Изменить стиль страницы

Егоров. Не сердись, товарищ. Партизан имеет право на любые вопросы. (Лежащему под рогожей.) Ты, Паша, не хочешь высказаться?

Молчание.

Раз сама совесть наша молчит, дело ясное. Голосую. Кто против принятия этого человека в наш истребительный отряд... пусть поднимет руку.

Старик. Чего, в герои не просятся... туды самовольно вступают.

Егоров. А ты, Паша?

Молчание. Егоров снимает с его лица рогожу. Тот лежит с открытыми глазами.

Паша, Павел... ты что? Ты слышишь меня, Паша?

Молчание. Ближние сдёрнули шапки. Егоров прикрыл вновь лицо мёртвого.

Итак, единогласно. Ну, дай я поцелую тебя, новый Колесников!

Татаров (зло и настойчиво). В губы, в губы!

Егоров обнял Фёдора. Где-то вверху лестницы шум и голоса. Слышна команда: «Ganzer Zug halt! Link, um! Rich euch!»[32] И, сбросив с себя личину, выпрямившись в рост, сумасшедший устрашённо прижимается к стене.

Егоров. Приготовьтесь, товарищи.

Все, кроме Фёдора, сбиваются в кучку на правом ближнем плане.

Ольга. Итти в ногу, глядеть легко, весело. На нас смотрят те, кто ещё сегодня вечером сменит нас. Красивыми, красивыми быть, товарищи!.. (Фёдору.) Вставай, Федя. Пора... (Тихо.) Всё еще любишь её?

Фёдор. Да.

Фёдор присоединяется к остальным. За дверью показываются люди.

Татаров. Раньше в барабаны били при этом. Я в описаниях читал. Что-то не слыхать...

Мальчик шарит шапку на нарах.

Старик. Шапку-то оставь, Прокофий. Тут недалеко.

Дверь открылась. Входят солдаты, ШпурреМосальский. У офицера фотоаппарат в руке.

Татаров. Видать, карточку будут сымать на память. Своим мамашам пошлют!

Шпурре (показывая на выход, свистяще). Добрро пожжаловат!

Все разом двигаются вперёд.

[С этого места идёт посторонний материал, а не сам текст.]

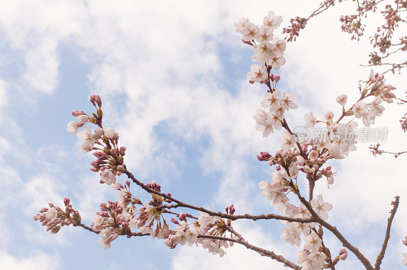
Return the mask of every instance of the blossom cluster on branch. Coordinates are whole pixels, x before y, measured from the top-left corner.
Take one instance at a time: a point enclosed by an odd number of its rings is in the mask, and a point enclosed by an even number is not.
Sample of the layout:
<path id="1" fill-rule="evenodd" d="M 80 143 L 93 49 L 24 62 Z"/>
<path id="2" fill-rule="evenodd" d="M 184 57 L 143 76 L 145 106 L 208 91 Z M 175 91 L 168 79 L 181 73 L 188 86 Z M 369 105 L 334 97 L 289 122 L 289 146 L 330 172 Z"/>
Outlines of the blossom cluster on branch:
<path id="1" fill-rule="evenodd" d="M 342 0 L 338 0 L 339 3 Z M 342 31 L 352 35 L 351 39 L 359 41 L 364 35 L 365 27 L 363 20 L 371 16 L 373 13 L 380 10 L 379 13 L 384 21 L 379 24 L 375 33 L 370 37 L 372 51 L 368 55 L 367 66 L 379 66 L 386 69 L 383 74 L 391 72 L 394 74 L 407 67 L 405 52 L 407 51 L 407 36 L 401 31 L 400 26 L 405 26 L 407 22 L 407 1 L 406 0 L 364 0 L 355 1 L 357 5 L 356 13 L 352 15 L 343 15 L 339 20 L 342 23 Z M 304 29 L 307 22 L 312 17 L 319 15 L 335 4 L 335 0 L 326 0 L 321 3 L 318 8 L 308 18 L 296 17 L 291 19 L 291 25 L 283 29 L 287 34 L 285 40 L 288 42 L 295 41 L 300 31 Z M 399 31 L 397 31 L 399 30 Z M 401 33 L 401 34 L 400 33 Z M 400 61 L 400 59 L 401 59 Z M 407 101 L 396 98 L 399 104 L 405 104 Z M 400 120 L 401 129 L 405 132 L 406 115 Z M 379 149 L 380 144 L 371 145 L 369 148 L 374 156 L 383 154 L 394 155 L 395 158 L 407 153 L 407 151 L 390 152 Z"/>
<path id="2" fill-rule="evenodd" d="M 284 92 L 282 96 L 281 91 L 276 89 L 280 76 L 272 73 L 272 70 L 279 69 L 285 63 L 283 57 L 285 42 L 273 35 L 274 29 L 282 20 L 281 16 L 269 12 L 259 27 L 244 18 L 235 23 L 236 31 L 242 35 L 243 42 L 252 47 L 251 59 L 258 63 L 253 64 L 247 74 L 249 82 L 266 86 L 265 97 L 260 104 L 266 110 L 257 110 L 253 116 L 255 129 L 261 131 L 264 137 L 268 136 L 274 130 L 284 130 L 279 139 L 280 147 L 274 155 L 264 152 L 257 156 L 259 161 L 268 161 L 271 166 L 276 166 L 271 179 L 260 182 L 258 187 L 261 190 L 261 195 L 270 200 L 270 205 L 275 206 L 281 215 L 235 215 L 236 209 L 233 204 L 226 207 L 225 212 L 217 212 L 212 208 L 186 203 L 171 193 L 162 192 L 155 181 L 146 184 L 139 181 L 127 169 L 125 162 L 126 148 L 119 146 L 119 134 L 112 128 L 103 127 L 100 97 L 92 95 L 90 101 L 96 111 L 89 115 L 83 111 L 73 111 L 72 114 L 76 117 L 76 121 L 68 123 L 67 130 L 72 134 L 77 133 L 82 141 L 82 152 L 93 152 L 96 160 L 91 163 L 91 170 L 100 174 L 101 184 L 110 186 L 118 191 L 118 199 L 114 201 L 108 200 L 107 203 L 101 203 L 100 210 L 95 213 L 90 226 L 81 223 L 79 212 L 72 208 L 67 198 L 64 201 L 65 211 L 50 203 L 50 208 L 41 209 L 40 214 L 34 216 L 34 219 L 42 222 L 51 233 L 57 232 L 65 225 L 81 227 L 98 234 L 99 243 L 105 250 L 110 248 L 112 242 L 120 236 L 150 235 L 162 241 L 170 249 L 179 245 L 195 245 L 220 257 L 225 254 L 226 249 L 237 243 L 293 269 L 335 269 L 340 260 L 346 258 L 348 250 L 367 269 L 380 268 L 385 248 L 378 255 L 376 264 L 379 266 L 373 268 L 358 248 L 336 227 L 328 223 L 328 212 L 333 206 L 325 201 L 322 194 L 314 197 L 313 191 L 315 185 L 321 182 L 323 177 L 328 186 L 334 184 L 337 172 L 332 171 L 330 161 L 343 159 L 350 151 L 356 150 L 356 140 L 347 140 L 343 135 L 347 129 L 358 125 L 354 117 L 361 119 L 366 126 L 373 125 L 375 117 L 381 116 L 384 112 L 383 102 L 391 103 L 395 98 L 392 93 L 394 87 L 385 83 L 383 74 L 372 71 L 359 99 L 353 105 L 345 109 L 347 98 L 344 94 L 336 98 L 336 102 L 342 108 L 342 113 L 337 119 L 334 119 L 331 111 L 327 112 L 325 119 L 314 116 L 312 112 L 304 115 L 305 128 L 312 129 L 321 124 L 330 134 L 338 136 L 325 140 L 301 140 L 292 131 L 285 118 L 285 114 L 290 109 L 292 112 L 298 108 L 295 103 L 298 94 Z M 340 123 L 345 117 L 346 123 Z M 86 124 L 95 125 L 93 132 Z M 83 130 L 79 131 L 80 128 Z M 128 179 L 121 183 L 118 177 L 122 174 Z M 304 177 L 300 177 L 300 175 Z M 130 189 L 131 186 L 134 188 L 132 182 L 136 188 L 145 191 L 148 197 L 135 197 Z M 307 191 L 308 199 L 304 196 Z M 393 216 L 398 205 L 397 198 L 393 204 Z M 172 208 L 196 212 L 193 215 L 172 212 Z M 272 251 L 250 244 L 232 226 L 232 222 L 238 219 L 280 220 L 284 224 L 281 239 L 298 247 L 303 244 L 296 254 L 297 263 L 299 265 Z M 334 252 L 326 246 L 323 235 L 327 231 L 337 238 L 342 248 Z M 387 241 L 388 238 L 385 237 L 384 246 L 387 246 Z"/>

Конвойный офицер предупредительно выставляет руку — три пальца.

Егоров. По-трое, значит...

Короткое замешательство, никто не смотрит в глаза друг другу. Егоров выбирает глазами первую партию.

Ну, я пойду (Фёдору), ты, конечно, и...

Татаров. ...и я. Пойдём, пойдём... я им покажу, я им покажу, сволочам, как наши умирают. (Фёдору.) Ты на плечо мне опирайся, Андрей. Плечи-то у меня пока здоровые.

Фёдор. Ничего, я сам. (Ольге.) Если увидишь мать, объясни ей... я не был пьян в ту ночь, накануне. Я просто не спал тогда две ночи, негде было...

Солдаты окружают их и уводят. Последним покидает подвал Мосальский.

Ольга. Слушайте, офицер... Офицер говорит по-русски?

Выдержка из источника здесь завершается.